Job Scheduling
Free Access¶
See the Free Access docs.
Paid Access¶
Hive resources are generally purchased by the CPU. The current rates can be seen here. Specialized needs (entire nodes or GPU nodes) can be purchased by contacting HPC@UCD support. HPC will work with you to find a configuration suitable to use in Hive.
College/Group Resources¶
Some colleges have purchased group resources, which you may be able to request access to through Hippo.

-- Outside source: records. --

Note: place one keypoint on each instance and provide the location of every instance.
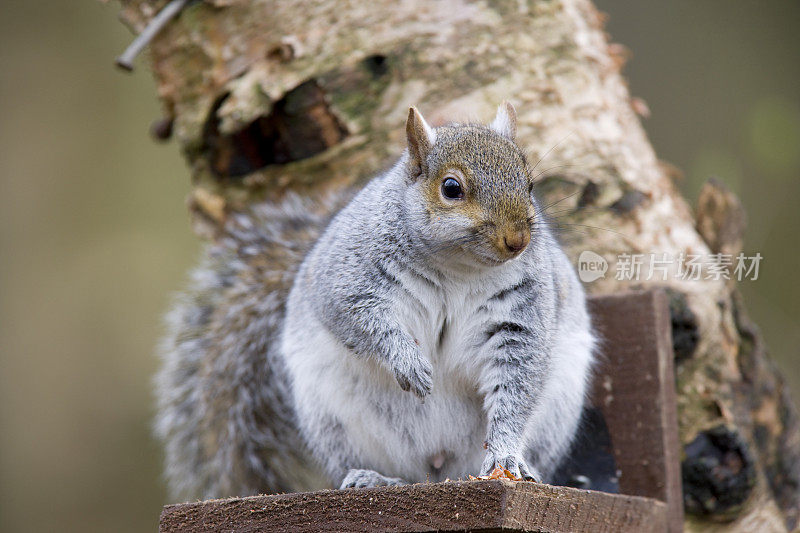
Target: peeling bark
(266, 96)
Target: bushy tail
(224, 411)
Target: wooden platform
(635, 397)
(454, 506)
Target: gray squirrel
(432, 328)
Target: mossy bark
(270, 96)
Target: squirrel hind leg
(358, 478)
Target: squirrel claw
(515, 464)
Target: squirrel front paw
(514, 463)
(415, 375)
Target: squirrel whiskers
(387, 343)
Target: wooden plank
(634, 388)
(451, 506)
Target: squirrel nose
(515, 242)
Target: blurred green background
(94, 234)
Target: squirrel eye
(451, 189)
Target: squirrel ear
(505, 122)
(420, 137)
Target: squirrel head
(470, 188)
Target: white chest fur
(393, 431)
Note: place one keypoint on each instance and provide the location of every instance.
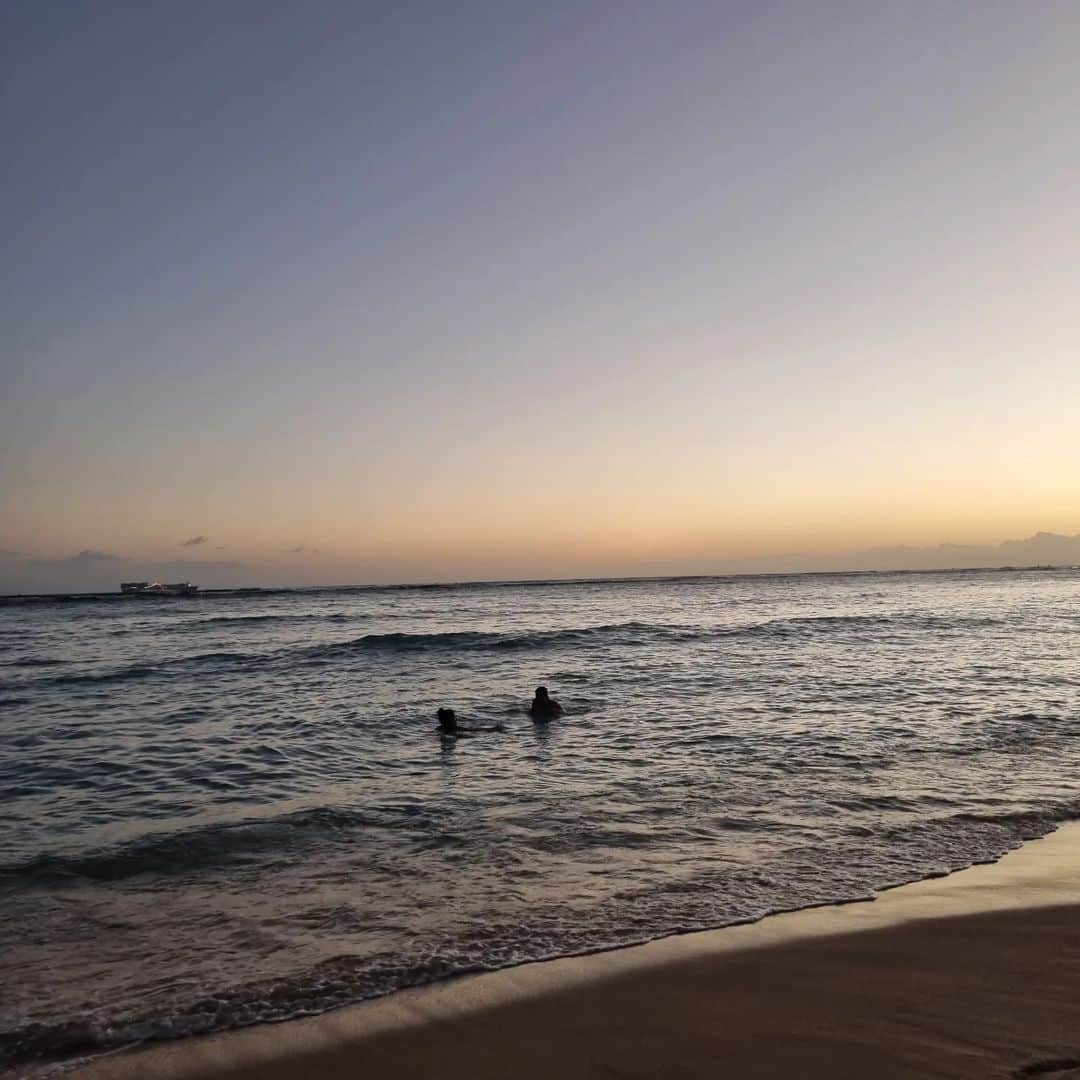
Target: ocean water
(237, 808)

Once you have access to group resources, you can request to use them with
--account={account-name}grp --partition=high
. For a PI group, {account-name}
will typically be the PI's UCD Login
ID, followed by grp
. A summary of the Slurm accounts you have access to, as well as the amount of resources in those
accounts, is printed every time you log in to Hive.
Slurm Resource Mediation¶
Access to resources is mediated by Slurm. Nodes are not assigned to a user/group/PI. Instead, Slurm grants access to the requested resources on the next available node. This allows a group to continue to access resources, even when any particular node is down.
WARNING: --exclusive
sbatch/srun flag¶
Note for users coming from other clusters. The use of the --exclusive
flag will cause your job to take a very long
time to schedule. If you are using this flag and your job will not start on Hive, please remove it and resubmit. Slurm
erroneously flags these jobs with (QOSGrpCpuLimit)
.
MPI jobs¶
Not all nodes that have been brought into Hive have InfiniBand hardware, so jobs that do MPI and require InfiniBand
connectivity need to use the --constraint=mpi
flag.
Additionally, we have configured Slurm to understand the InfiniBand switch topology, so for maximum internode
throughput, you can use the --switches=1
flag. Like any Slurm constraint, it will take longer for your job to schedule
with this flag enabled.
MPI jobs generally need to request one task per MPI worker. If you need 128 MPI workers, you can request --ntasks=1
.
If you instead request CPUs with --cpus-per-task=128
then you will end up with a single MPI worker that has access to
128 CPUs, which is generally not what you want.